Erdogan a volé au secours du Cheikh Tamim ben Hamad Al Thani et Ankara a renforcé sa base militaire sur le sol qatari en appui à son ami et continue de coopérer avec le Qatar dans le cadre du « Haut Comité stratégique Turquie-Qatar ». 

Erdogan a toujours accusé les Emiratis d’avoir financé la tentative de Putsch dont il a fait les frais en 2016 et l’assassinat du journaliste Khashoggi à l’ambassade d’Arabie Saoudite d’Ankara n’a fait qu’exacerber les tensions entre les deux blocs qui s’affrontent. 

Ces querelles de monarques agacent Washington et surtout l’administration Trump, fidèle amie du camp saoudien. 

Mais la petite monarchie du Qatar pèse également lourd dans la politique de l’oncle Sam. La base américaine la plus importante dans le Golfe se trouve à Al-Udeid chez les Qataris où quelque 10 000 soldats américains stationnent. 

Les Etats-Unis ont tout intérêt à rallier ses troupes dans le Moyen-Orient et le conflit qui n’a que trop duré enlise plusieurs pays dans le marasme économique et touche aux intérêts de Washington. 

Dans cet imbroglio, Oman et le Koweït jouent un rôle de modérateurs et d’intermédiaires depuis le début de la crise.
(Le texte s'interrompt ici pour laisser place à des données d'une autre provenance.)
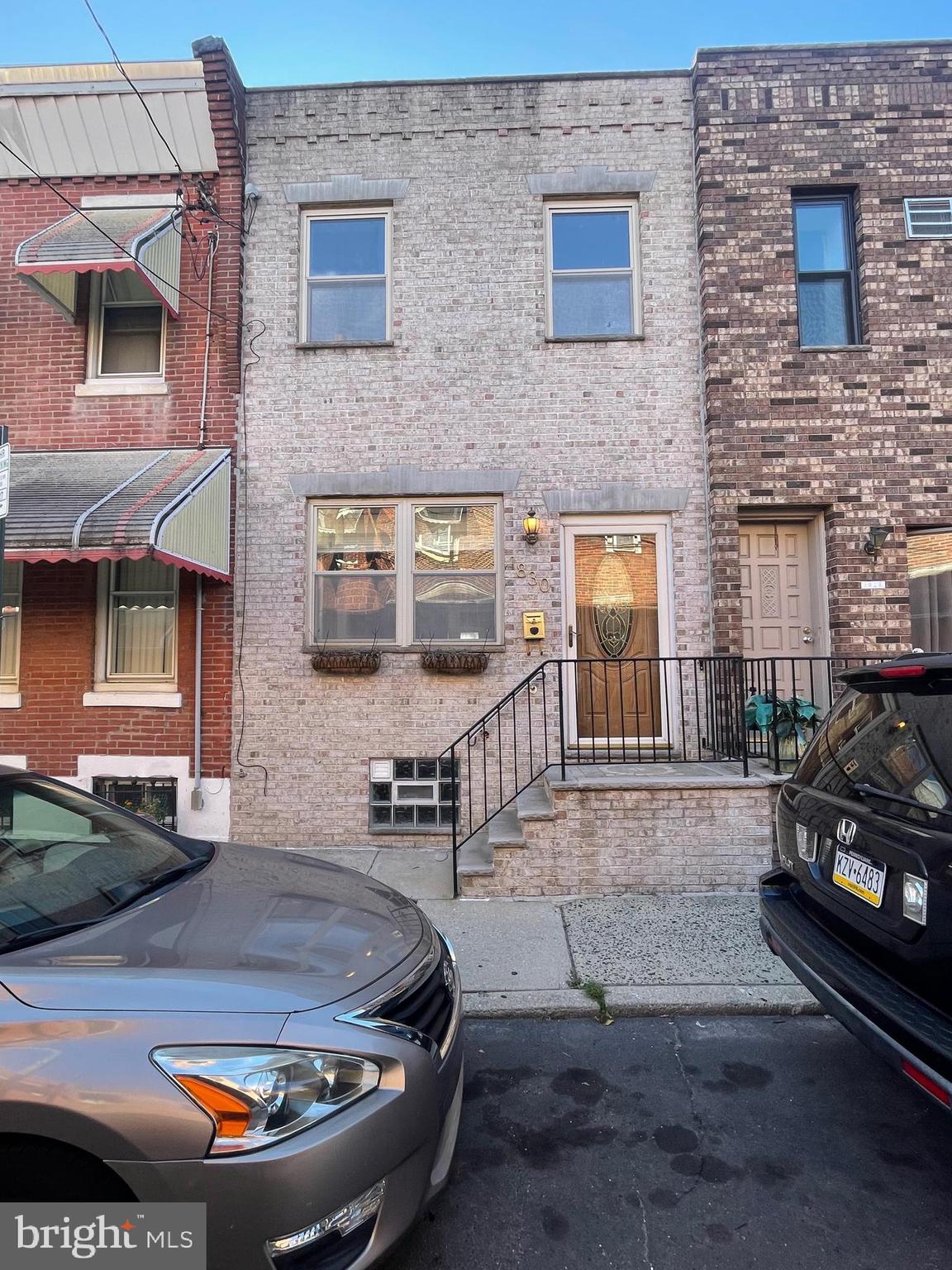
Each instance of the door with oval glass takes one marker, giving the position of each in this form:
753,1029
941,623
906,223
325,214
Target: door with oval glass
617,613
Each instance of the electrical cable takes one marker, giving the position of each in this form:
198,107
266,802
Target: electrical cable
122,71
240,640
79,211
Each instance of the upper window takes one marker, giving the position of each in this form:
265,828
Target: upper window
928,217
405,573
127,329
593,270
140,623
931,590
826,274
11,627
345,286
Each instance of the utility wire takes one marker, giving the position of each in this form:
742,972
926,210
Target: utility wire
122,71
202,196
79,211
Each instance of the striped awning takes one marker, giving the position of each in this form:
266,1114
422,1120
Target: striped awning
102,241
108,504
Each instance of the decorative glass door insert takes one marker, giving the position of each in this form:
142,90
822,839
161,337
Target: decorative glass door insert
615,635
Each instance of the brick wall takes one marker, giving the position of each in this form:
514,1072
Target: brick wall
470,383
649,840
864,435
43,360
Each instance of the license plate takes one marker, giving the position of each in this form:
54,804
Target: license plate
862,878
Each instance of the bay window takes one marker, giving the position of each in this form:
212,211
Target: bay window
405,573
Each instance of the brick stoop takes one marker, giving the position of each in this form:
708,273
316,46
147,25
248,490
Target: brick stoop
603,833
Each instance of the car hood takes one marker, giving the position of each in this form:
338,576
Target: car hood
257,930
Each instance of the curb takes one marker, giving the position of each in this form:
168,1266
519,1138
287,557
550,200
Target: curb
644,1001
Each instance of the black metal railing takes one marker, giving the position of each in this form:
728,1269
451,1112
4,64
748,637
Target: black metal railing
631,710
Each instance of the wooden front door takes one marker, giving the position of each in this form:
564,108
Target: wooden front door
615,609
776,590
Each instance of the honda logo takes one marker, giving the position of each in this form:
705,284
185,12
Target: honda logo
845,832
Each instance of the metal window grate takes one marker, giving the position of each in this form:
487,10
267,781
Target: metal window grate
928,217
153,798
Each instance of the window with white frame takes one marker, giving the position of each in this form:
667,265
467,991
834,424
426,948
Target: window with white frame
11,627
405,571
593,287
126,329
345,282
139,623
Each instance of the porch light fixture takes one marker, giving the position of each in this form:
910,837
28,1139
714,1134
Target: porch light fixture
876,540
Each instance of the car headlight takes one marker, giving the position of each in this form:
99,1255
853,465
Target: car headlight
259,1096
Les émissaires des deux pays n’ont cessé de tempérer le zèle des uns et les humeurs belliqueuses des autres. 

La nouvelle tentative de réconciliation en cours, sera-t-elle la bonne ? 

Il y a une semaine, le ministre des affaires étrangères du Koweit cheikh Ahmed Nasser Al Mohamed Al Sabbah, s’est voulu optimiste : « des discussions fructueuses ont eu lieu où tous les partis ont affirmé leur attachement à la solidarité et à la stabilité du Golfe et des pays arabes, et à la conclusion d’un accord final qui réalise la solidarité permanente aspirée entre leurs pays ». 

L’empreinte américaine est bien évidemment derrière cette déclaration. D’ailleurs, Donald Trump s’en est félicité et Mike Pompeo, son secrétaire d'État s’est empressé de déclarer que les Etats-Unis souhaitent que « les différents entre les Saoudiens et les Qataris pourront être résolu (...) Nous continuons à faire ce que nous pouvons pour faciliter la conversation et le dialogue et nous sommes impatients de le faire », a-t-il insisté. 

Cette rhétorique diplomatique pourrait-elle apporter la paix tant attendue ? Les jours qui viennent nous le diront même si les rivalités entre les monarques du Golfe persistent tant les dissensions et les fractions restent profondes.